Definition of abbreviations: ILD = interstitial lung disease; IPF = idiopathic pulmonary fibrosis; SARS-CoV-2 = severe acute respiratory syndrome coronavirus 2; SSc = scleroderma.

Discussion

ILD is recognized as a risk factor for death from SARS-CoV-2, but this study is the first to look at outcomes among patients with different ILD subtypes. Our major finding is that all ILDs increase mortality from SARS-CoV-2, with the exception of Sjogren’s syndrome, which had a lower mortality than control subjects.

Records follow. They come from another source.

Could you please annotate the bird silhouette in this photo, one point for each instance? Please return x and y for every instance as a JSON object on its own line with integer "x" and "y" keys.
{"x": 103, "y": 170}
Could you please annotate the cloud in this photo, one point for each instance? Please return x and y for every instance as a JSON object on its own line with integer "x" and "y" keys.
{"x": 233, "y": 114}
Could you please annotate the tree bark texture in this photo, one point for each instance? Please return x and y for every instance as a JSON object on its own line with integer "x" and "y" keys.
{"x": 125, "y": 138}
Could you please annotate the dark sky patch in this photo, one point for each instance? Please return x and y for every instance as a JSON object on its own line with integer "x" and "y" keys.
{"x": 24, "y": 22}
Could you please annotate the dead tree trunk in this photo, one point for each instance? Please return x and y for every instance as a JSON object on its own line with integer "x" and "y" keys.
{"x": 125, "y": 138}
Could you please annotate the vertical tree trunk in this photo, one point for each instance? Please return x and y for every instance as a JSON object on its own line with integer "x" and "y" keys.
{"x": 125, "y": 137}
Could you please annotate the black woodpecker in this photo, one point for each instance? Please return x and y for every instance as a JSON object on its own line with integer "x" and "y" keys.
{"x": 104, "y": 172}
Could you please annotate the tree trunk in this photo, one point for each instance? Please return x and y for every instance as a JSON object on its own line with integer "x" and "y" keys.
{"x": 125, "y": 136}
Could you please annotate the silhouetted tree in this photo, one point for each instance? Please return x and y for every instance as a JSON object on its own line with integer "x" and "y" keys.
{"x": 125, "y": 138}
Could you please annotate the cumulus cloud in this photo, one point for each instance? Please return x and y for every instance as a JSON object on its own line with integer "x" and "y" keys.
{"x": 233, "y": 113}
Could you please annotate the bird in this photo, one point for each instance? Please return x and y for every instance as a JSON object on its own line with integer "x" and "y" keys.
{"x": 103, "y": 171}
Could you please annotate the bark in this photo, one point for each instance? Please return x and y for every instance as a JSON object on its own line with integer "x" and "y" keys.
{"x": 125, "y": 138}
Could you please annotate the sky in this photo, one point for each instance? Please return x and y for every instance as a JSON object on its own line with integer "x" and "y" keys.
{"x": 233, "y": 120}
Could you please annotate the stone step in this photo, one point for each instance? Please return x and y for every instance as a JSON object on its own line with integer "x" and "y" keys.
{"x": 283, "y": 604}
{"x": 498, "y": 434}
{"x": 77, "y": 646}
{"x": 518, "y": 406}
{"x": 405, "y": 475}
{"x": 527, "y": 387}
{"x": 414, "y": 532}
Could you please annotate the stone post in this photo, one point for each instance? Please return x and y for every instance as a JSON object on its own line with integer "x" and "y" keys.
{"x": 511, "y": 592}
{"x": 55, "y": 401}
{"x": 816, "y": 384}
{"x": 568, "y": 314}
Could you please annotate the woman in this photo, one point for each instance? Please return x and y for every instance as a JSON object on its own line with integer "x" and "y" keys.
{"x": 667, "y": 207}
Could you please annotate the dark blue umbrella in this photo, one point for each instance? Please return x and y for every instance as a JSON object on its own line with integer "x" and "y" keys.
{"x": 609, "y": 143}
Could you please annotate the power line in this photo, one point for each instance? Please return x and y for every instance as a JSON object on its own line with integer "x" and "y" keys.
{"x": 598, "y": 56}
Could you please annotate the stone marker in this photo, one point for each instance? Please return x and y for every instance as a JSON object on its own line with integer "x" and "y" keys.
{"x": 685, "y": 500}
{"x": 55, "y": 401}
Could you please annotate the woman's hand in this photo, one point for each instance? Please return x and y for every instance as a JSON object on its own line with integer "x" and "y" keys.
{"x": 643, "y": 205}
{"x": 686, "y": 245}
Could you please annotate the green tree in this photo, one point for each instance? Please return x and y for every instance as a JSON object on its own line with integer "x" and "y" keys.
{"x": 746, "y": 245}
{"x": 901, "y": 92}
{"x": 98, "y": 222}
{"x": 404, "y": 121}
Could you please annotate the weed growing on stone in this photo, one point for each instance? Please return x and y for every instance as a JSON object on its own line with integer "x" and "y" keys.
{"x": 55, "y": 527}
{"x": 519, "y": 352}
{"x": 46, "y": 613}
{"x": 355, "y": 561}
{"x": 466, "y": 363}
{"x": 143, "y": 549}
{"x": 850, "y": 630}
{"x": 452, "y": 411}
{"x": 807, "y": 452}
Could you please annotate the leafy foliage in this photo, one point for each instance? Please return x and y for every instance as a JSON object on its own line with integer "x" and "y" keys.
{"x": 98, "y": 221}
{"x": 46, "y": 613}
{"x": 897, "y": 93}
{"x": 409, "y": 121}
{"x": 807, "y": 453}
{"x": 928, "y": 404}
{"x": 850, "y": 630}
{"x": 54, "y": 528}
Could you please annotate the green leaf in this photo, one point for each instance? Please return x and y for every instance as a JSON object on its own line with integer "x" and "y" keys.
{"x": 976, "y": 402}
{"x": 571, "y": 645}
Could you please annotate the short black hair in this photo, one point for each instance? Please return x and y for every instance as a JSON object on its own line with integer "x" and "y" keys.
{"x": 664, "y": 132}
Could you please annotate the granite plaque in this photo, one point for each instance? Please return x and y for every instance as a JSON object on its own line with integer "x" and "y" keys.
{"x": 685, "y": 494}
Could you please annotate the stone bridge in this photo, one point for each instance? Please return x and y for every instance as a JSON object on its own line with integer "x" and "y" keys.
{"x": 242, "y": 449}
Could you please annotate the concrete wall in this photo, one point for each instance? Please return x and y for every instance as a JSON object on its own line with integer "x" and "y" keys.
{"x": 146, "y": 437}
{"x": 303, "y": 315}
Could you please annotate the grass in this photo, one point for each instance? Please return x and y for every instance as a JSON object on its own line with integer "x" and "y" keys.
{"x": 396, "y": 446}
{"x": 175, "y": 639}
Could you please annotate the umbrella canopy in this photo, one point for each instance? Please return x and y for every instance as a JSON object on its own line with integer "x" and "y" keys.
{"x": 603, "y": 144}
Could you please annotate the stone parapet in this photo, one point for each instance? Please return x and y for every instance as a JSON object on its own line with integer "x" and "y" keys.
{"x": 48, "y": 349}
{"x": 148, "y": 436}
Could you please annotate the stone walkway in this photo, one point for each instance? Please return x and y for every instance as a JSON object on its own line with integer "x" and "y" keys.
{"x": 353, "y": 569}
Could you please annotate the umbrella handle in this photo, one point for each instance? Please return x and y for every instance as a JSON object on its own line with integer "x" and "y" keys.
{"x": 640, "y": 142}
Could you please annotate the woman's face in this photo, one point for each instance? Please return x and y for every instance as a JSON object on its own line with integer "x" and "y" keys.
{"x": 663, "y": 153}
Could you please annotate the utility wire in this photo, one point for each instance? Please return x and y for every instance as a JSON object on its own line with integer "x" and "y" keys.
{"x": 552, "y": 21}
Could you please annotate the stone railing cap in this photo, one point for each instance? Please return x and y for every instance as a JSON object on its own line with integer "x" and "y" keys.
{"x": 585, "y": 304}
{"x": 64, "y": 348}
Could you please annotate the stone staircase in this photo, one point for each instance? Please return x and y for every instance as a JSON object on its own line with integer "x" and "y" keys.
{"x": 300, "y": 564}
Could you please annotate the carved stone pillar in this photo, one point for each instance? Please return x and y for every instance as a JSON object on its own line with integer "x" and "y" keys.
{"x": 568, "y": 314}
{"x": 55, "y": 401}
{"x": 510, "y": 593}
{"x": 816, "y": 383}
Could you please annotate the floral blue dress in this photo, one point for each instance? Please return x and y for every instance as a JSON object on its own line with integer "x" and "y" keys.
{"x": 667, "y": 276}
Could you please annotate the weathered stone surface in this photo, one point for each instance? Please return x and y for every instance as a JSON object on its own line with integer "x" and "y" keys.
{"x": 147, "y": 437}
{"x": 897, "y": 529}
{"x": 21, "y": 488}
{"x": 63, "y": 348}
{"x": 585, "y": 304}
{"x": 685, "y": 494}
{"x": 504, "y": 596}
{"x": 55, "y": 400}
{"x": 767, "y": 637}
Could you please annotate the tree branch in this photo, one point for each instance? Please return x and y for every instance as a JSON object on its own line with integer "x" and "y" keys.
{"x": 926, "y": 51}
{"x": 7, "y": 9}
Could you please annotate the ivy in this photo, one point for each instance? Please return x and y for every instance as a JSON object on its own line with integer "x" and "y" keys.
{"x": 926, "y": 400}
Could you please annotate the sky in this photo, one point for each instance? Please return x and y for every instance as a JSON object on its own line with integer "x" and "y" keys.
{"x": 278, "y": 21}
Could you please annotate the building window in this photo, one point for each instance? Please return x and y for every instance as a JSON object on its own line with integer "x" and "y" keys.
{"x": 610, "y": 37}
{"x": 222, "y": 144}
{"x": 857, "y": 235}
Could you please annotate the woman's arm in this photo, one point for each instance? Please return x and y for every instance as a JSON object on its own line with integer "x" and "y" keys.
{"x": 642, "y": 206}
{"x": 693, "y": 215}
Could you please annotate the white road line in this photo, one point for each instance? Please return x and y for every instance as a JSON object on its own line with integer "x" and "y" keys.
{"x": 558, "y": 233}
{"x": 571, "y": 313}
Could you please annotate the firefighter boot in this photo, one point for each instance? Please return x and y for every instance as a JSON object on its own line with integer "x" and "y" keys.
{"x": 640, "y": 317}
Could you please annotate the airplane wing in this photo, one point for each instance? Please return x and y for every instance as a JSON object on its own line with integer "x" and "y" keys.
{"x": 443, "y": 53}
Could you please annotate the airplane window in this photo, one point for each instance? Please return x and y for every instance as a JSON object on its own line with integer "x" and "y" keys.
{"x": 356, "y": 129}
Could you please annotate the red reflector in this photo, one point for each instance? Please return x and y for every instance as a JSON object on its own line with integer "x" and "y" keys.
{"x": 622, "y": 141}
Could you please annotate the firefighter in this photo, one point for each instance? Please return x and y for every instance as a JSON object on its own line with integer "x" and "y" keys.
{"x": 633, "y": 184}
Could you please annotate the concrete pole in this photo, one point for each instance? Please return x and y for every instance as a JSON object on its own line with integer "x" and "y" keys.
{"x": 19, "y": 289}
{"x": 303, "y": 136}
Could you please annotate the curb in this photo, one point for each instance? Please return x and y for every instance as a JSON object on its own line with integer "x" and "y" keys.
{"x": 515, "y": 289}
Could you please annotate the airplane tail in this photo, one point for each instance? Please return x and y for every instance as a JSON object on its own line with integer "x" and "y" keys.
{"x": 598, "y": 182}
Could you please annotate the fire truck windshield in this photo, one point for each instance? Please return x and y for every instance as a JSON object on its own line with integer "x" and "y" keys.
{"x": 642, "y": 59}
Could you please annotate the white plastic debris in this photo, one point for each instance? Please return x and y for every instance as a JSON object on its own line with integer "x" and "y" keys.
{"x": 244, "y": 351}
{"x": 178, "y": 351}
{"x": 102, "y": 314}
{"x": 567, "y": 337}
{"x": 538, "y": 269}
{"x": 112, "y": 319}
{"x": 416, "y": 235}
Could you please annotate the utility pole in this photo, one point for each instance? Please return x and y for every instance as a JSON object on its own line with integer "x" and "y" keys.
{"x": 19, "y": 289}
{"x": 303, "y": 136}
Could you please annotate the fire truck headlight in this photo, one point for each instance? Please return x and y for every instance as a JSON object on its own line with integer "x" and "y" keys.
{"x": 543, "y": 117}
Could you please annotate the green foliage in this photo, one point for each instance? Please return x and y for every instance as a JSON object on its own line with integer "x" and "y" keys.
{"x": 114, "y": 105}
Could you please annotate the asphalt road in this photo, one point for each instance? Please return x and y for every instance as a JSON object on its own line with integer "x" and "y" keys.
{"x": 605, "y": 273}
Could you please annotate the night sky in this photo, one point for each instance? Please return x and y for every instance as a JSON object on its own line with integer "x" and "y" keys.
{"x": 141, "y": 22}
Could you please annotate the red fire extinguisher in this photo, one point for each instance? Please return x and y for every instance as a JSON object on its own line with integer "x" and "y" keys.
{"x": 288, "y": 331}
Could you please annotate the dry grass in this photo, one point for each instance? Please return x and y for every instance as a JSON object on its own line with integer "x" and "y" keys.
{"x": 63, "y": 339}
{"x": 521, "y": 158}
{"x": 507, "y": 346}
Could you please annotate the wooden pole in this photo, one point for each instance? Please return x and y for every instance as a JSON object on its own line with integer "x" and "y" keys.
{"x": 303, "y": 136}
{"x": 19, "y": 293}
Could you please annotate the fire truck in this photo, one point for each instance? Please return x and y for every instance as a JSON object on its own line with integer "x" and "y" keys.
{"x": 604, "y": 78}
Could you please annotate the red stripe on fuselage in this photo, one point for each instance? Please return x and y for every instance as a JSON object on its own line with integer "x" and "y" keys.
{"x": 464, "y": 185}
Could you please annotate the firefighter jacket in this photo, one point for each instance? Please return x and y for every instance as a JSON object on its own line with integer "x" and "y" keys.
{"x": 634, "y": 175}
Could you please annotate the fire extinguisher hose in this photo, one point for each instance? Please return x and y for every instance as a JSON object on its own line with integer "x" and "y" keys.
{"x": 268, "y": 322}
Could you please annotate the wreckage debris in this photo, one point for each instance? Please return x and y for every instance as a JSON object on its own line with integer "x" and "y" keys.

Specific factors contributing to higher mortality among different ILD subtypes were not identified in our study. However, it is reasonable to assume that infection may have increased mortality by accelerating progression or causing acute exacerbations, a manifestation of ILD known to associate with substantial morbidity and mortality. It is also possible that properties intrinsic to the ILD lung contributed to worsening outcomes; this includes the potential impact of dense regions of lung fibrosis on immune cell trafficking and the role of dysfunctional alveolar type 2 cells (12) and activated myofibroblasts on lung injury and repair (13, 14).

A surprising finding in our study was that patients with Sjogren’s syndrome had a reduced SARS-CoV-2 mortality. Interestingly, histopathological features of this disease are unique to other ILDs, which includes the infiltration of lymphocytes around airways and cystic dilation of distal airspaces (15, 16). Whether these structural changes somehow contribute to altering SARS-CoV-2 biology is unknown; however, we speculate that the binding of virus to epithelium may be reduced by the cystic dilation of airspaces. It is also tempting to speculate that factors specific to Sjogren’s syndrome may have influenced the course of disease. For example, autoantibodies to Ro52 target a protein already linked to neutralizing viruses (17).

Our study did not detect a significant increase in mortality in IPF versus other ILDs. This was somewhat surprising, given that IPF is considered the most aggressive ILD (16). Indeed, less than half of all patients with IPF are alive at 5 years, whereas the majority of patients with SSc-ILD are alive over a similar time period (18). Our observation that mortality was similar among patients with IPF and SSc-ILD challenges traditional thinking about the unique vulnerability of patients with IPF.

Although our study has many strengths, we also recognize it has weaknesses. As with any study that relies on administrative data, we recognize our results may have been skewed by inaccuracies in diagnostic coding. Also, other confounding variables not included in our analyses may have affected the results. Moreover, the interpretation of findings is limited without details about disease severity, antiviral treatments, underlying immunosuppressive drugs, and primary cause of death. Finally, some cohorts had small numbers of patients, making it hard to generalize our results to larger populations.

In conclusion, our study suggests that mortality related to SARS-CoV-2 is increased in patients with different subtypes of ILD, highlighting the importance of prevention and early treatment in this diverse patient population.